In the first place, it generates a false and practically mischievous notion of their relation to the other constituted authorities of the state. You are yourself an example in point.

You ask whether it is a mistake or an exaggeration in you to 'say that presidents, and governors, and all the departments of State or Federal machinery, are all subordinate to the people?'

It is certainly neither a mistake nor an exaggeration to say so, provided by the people you understand the whole people, in their sovereign capacity as one body politic. But it is an egregious mistake, an absurd and mischievous falsehood, to say so, if by the people be understood those who vote in the primary elections—whether the concurring majority of them or all of them. The people who vote are not the sovereign people. In their capacity of voters they are—in common with all the other functionaries of the Government—coördinate parts of the indivisible organism of the State. The legislative, judicial, and executive functionaries of the Government—constituted directly or indirectly through the ministerial agency of their votes—when thus constituted, hold their powers not from the voters, but through them from the sovereign; and to that sovereign alone are they responsible for the exercise of them. They are, therefore, not 'subordinate' to the voters, either in the sense of deriving their powers from them, or in the sense of being accountable to them, and there is no other sense of the term that is not futile here. They are subordinate in both these respects to the sovereign power of the nation; but so, too, are the voters themselves; and the former no more than the latter.

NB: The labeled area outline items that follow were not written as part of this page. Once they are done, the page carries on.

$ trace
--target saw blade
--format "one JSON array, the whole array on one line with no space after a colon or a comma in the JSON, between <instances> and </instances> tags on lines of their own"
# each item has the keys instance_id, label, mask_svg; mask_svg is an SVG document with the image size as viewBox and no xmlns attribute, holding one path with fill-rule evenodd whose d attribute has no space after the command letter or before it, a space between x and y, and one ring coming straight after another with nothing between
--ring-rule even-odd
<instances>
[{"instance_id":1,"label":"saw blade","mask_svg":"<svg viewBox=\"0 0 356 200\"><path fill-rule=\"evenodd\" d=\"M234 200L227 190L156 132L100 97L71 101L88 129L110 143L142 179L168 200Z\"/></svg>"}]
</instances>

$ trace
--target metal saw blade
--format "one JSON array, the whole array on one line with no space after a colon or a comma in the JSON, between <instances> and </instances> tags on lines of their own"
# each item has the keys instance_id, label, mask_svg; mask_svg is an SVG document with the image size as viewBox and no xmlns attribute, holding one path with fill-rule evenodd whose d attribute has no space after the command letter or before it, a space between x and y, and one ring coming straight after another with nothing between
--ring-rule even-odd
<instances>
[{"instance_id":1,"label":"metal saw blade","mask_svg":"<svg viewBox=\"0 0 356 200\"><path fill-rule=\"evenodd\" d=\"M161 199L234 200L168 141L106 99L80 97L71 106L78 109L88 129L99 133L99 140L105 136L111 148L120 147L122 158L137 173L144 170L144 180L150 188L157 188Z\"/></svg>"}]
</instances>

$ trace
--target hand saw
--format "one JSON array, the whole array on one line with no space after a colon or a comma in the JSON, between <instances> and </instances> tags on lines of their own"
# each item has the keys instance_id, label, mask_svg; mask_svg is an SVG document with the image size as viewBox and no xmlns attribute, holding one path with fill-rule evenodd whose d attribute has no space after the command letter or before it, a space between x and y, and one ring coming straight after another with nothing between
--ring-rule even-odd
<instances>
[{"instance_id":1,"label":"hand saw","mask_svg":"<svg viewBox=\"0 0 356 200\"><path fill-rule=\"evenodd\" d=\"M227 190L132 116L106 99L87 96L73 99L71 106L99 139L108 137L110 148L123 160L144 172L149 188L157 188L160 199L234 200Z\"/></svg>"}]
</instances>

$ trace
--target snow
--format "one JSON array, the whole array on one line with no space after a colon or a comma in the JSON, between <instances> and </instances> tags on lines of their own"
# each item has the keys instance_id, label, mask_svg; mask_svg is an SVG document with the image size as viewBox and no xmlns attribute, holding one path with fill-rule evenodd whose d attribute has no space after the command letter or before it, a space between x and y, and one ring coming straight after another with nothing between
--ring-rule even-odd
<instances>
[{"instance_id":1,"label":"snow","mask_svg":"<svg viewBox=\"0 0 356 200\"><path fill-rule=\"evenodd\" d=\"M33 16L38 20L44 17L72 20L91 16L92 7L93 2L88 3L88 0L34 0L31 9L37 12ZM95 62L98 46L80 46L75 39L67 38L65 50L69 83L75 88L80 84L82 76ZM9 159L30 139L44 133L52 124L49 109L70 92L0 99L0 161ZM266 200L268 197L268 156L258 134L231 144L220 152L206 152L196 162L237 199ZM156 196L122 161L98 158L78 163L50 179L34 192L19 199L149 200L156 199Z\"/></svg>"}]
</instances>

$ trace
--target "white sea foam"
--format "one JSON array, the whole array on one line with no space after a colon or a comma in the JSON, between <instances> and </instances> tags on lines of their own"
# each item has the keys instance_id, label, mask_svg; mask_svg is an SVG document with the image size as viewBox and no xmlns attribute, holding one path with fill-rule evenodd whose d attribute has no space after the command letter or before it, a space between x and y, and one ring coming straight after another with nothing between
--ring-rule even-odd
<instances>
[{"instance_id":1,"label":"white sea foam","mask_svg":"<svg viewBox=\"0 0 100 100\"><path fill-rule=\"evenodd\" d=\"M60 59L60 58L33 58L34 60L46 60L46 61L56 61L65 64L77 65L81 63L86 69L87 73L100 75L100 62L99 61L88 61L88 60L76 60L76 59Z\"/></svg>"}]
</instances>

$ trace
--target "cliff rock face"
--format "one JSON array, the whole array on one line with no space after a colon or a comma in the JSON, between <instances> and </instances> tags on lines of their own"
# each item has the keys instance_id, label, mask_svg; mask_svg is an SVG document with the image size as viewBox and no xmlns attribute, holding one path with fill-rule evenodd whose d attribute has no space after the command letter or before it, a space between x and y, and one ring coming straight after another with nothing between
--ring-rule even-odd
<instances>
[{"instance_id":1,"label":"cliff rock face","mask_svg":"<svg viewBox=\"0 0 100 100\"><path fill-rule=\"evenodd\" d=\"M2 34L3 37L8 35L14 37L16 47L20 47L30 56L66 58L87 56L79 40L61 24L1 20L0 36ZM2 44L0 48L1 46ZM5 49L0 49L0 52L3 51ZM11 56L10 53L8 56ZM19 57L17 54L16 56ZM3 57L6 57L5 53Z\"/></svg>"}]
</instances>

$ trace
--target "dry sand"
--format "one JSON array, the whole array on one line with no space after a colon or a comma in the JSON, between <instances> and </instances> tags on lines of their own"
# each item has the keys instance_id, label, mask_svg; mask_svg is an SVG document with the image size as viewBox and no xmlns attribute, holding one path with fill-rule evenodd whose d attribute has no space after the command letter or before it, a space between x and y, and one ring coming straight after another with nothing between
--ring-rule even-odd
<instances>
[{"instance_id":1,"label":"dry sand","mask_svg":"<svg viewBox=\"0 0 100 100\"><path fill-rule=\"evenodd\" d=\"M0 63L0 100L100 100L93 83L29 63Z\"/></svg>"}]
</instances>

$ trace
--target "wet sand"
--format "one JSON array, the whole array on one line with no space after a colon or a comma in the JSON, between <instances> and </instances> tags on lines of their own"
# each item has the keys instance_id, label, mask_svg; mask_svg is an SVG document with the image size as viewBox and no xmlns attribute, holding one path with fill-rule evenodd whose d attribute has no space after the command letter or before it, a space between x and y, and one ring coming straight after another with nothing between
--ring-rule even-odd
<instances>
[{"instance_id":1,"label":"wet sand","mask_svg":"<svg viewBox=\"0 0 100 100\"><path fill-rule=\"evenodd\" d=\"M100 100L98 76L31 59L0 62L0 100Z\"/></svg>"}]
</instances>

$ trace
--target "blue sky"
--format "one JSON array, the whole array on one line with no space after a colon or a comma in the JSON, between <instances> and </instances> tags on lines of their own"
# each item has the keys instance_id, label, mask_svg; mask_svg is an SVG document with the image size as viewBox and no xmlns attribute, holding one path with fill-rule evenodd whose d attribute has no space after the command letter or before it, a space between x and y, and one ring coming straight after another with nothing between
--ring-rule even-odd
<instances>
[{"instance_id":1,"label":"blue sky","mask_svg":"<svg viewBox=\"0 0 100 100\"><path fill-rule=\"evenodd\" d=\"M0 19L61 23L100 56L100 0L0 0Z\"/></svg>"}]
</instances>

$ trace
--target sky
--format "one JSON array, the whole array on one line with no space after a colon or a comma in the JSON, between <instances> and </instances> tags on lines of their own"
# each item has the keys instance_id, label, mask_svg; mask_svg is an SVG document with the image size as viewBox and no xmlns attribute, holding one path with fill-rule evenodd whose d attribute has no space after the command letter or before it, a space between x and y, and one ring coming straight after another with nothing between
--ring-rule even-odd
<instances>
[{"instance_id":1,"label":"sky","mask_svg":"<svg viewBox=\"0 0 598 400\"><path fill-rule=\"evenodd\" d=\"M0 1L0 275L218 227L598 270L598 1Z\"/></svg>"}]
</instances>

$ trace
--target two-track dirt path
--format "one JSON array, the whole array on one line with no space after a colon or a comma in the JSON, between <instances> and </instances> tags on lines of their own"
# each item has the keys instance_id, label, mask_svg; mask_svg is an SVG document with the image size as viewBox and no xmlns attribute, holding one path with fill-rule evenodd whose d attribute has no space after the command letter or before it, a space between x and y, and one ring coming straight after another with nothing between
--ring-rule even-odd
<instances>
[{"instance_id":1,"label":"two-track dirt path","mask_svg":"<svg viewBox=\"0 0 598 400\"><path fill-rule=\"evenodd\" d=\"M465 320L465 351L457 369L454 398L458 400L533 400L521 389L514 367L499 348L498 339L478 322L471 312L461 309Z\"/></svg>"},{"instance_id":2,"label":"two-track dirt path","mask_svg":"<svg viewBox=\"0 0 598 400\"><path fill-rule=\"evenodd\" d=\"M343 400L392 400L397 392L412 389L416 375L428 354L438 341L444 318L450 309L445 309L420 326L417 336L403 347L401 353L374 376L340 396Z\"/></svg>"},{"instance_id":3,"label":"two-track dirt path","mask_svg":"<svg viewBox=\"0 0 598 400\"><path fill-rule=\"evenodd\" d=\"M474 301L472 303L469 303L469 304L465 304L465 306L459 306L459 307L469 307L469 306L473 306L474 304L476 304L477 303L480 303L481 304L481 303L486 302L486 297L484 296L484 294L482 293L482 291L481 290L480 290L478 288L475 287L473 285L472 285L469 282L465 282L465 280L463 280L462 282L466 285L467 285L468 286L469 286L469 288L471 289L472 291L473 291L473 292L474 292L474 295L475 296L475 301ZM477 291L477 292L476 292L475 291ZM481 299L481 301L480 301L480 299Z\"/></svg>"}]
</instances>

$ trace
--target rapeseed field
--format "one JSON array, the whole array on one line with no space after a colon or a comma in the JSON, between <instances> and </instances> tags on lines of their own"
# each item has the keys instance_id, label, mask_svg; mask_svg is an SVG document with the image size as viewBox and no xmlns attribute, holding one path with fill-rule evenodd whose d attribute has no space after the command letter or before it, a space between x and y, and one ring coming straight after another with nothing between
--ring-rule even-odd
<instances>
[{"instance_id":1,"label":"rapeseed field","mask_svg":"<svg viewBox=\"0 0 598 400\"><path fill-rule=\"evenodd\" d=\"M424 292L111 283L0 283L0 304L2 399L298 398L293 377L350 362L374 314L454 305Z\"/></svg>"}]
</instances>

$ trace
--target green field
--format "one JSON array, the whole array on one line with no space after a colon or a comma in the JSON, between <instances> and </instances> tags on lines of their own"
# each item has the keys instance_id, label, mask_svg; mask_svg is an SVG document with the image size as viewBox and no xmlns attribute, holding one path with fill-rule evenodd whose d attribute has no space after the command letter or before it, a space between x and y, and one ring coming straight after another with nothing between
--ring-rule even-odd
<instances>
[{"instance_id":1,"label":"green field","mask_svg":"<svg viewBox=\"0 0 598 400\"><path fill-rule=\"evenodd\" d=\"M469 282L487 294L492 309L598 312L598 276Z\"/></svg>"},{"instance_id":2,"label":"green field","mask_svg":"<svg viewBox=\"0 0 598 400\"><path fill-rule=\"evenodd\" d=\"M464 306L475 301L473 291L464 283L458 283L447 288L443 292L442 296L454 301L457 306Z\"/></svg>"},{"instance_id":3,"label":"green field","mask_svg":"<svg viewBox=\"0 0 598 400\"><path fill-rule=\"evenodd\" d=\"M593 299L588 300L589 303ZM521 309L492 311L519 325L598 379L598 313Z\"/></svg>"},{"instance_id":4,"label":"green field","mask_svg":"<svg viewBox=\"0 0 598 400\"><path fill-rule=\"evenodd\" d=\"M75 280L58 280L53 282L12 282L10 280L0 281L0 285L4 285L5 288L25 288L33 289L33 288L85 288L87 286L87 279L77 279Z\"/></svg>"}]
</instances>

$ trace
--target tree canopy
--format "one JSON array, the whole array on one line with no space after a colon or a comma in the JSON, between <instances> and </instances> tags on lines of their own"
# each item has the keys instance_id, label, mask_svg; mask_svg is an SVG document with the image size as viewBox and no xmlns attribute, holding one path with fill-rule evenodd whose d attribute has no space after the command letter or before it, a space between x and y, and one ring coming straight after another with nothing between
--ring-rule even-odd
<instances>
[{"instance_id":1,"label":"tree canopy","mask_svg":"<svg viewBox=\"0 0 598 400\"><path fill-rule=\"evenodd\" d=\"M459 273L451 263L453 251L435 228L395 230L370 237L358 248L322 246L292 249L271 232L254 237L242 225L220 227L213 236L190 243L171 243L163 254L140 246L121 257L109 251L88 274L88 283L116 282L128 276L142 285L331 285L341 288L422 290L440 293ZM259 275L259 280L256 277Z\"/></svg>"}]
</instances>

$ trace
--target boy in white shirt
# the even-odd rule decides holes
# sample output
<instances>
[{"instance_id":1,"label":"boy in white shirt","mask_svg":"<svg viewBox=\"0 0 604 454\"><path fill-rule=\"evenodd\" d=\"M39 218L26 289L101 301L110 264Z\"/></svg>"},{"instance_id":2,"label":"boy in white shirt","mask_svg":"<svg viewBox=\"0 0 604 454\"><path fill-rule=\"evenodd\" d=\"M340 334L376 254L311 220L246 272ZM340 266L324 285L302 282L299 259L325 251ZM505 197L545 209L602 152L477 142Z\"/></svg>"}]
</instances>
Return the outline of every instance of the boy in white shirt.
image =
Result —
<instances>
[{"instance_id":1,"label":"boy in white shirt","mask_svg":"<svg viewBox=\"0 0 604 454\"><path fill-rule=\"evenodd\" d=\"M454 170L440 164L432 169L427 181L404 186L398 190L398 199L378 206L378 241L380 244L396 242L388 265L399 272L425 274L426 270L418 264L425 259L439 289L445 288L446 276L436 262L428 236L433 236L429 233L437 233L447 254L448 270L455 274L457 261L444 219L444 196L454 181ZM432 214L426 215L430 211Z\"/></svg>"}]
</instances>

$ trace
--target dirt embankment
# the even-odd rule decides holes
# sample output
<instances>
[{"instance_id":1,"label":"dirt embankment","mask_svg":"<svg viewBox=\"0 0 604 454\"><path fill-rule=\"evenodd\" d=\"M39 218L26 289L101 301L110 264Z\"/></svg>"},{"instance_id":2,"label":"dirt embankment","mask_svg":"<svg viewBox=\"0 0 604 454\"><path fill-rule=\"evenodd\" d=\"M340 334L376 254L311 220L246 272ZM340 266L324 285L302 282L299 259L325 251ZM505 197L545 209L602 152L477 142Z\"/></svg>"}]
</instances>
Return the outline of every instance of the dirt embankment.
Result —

But those who accept your instructions are not likely so to understand this. They are not likely to be wiser than their teachers, and cannot perhaps be so safely trusted with the dangerous edge tools of false doctrine. You tell them that all Government officials, in all departments, are subordinate to the sovereign people; and they are sure to understand it that they, the voters, are the sovereign people, and that all the constituted authorities are subordinate to them in point of power—hold their powers from them alone, and are responsible to them alone—while they themselves hold their powers from themselves, and are responsible only to themselves. Hence (and you yourself have in this speech set them the example) we hear them talking of themselves as the 'masters,' and Government officials as their 'servants,' just as though both alike were not servants of one and the same sovereign master, whose right and power it is—within the sphere of the state, and for the just ends of the state—to control every individual in the nation. There is a world of mischief in the use of such words among the ignorant and unreflecting, and demagogues well know how to avail themselves of the power it gives them.

The pernicious tendency of your doctrine about the sovereign power and sovereign rights of individuals is seen in another and more general point of view.

Political sovereignty—residing, as we have seen it does, in the whole people as the state, or as one body politic—is not an absolute sovereignty. It is limited to the just ends of the state—the maintenance of social justice and the general security and welfare. There is no sovereignty to do wrong. The state is so far a moral person that its sovereignty cannot rightfully be exercised from mere will, arbitrary caprice, or passion; but only dutifully, in just ways, and for its proper ends.